The Ministry of Justice is consulting on its plans to close 91 courts and tribunals in England and Wales including Hartlepool’s court.
The proposed court closures are aimed at addressing court buildings that are not fully used, with a focus on greater use of technology through video and telephone conferencing to make savings. Hartlepool’s court building was said to have used 47 per cent of its total capacity in 2014-15.
If the court was to close, cases would be dealt with by Teesside Magistrates’ and County Court, in Middlesbrough. The extra travelling distance and cost to defendants, victims and families is one of the reasons why objectors say it should not happen.
The MoJ consultation acknowledges that Teesside Magistrates’ Court would need additional work in order to accommodate the Social Security and Child Support Tribunal (SSCS) work from Hartlepool County Court and to create an additional waiting room.
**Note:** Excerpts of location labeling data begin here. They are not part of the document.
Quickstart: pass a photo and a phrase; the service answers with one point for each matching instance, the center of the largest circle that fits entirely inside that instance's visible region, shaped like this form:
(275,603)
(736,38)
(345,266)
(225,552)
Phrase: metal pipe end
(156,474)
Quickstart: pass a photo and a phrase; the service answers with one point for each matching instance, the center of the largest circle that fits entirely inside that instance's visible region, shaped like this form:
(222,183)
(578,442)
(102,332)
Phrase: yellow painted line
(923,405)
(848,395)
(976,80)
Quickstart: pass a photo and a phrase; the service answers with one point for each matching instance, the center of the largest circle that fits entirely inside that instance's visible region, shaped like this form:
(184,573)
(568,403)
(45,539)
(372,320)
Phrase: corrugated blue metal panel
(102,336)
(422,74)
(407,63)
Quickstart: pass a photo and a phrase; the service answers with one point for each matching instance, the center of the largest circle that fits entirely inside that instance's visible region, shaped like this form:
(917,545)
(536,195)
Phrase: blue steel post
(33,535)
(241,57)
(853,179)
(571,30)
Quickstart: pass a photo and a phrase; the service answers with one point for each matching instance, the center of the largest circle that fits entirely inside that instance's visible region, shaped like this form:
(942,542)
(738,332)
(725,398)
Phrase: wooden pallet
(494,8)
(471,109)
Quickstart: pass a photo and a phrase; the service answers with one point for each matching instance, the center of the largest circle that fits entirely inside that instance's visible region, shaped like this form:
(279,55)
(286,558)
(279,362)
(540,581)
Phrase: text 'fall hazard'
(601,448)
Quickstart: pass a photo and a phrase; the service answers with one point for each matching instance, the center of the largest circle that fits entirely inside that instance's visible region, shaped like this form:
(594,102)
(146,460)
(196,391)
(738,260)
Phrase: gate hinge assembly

It has not specified the likely cost of this work.
The Law Society says the court is used more than the average in England and Wales and has said it is “questionable” whether closing this court would realise the financial benefit that MoJ anticipates.
It says the consultation paper states that Hartlepool Magistrates’ Court and County Court is a leasehold property and has a 99-year lease until 2075.
Closing the building –owned by Hartlepool Borough Council – would result in the MoJ having to break the lease, which would simply transfer the costs to the local authority.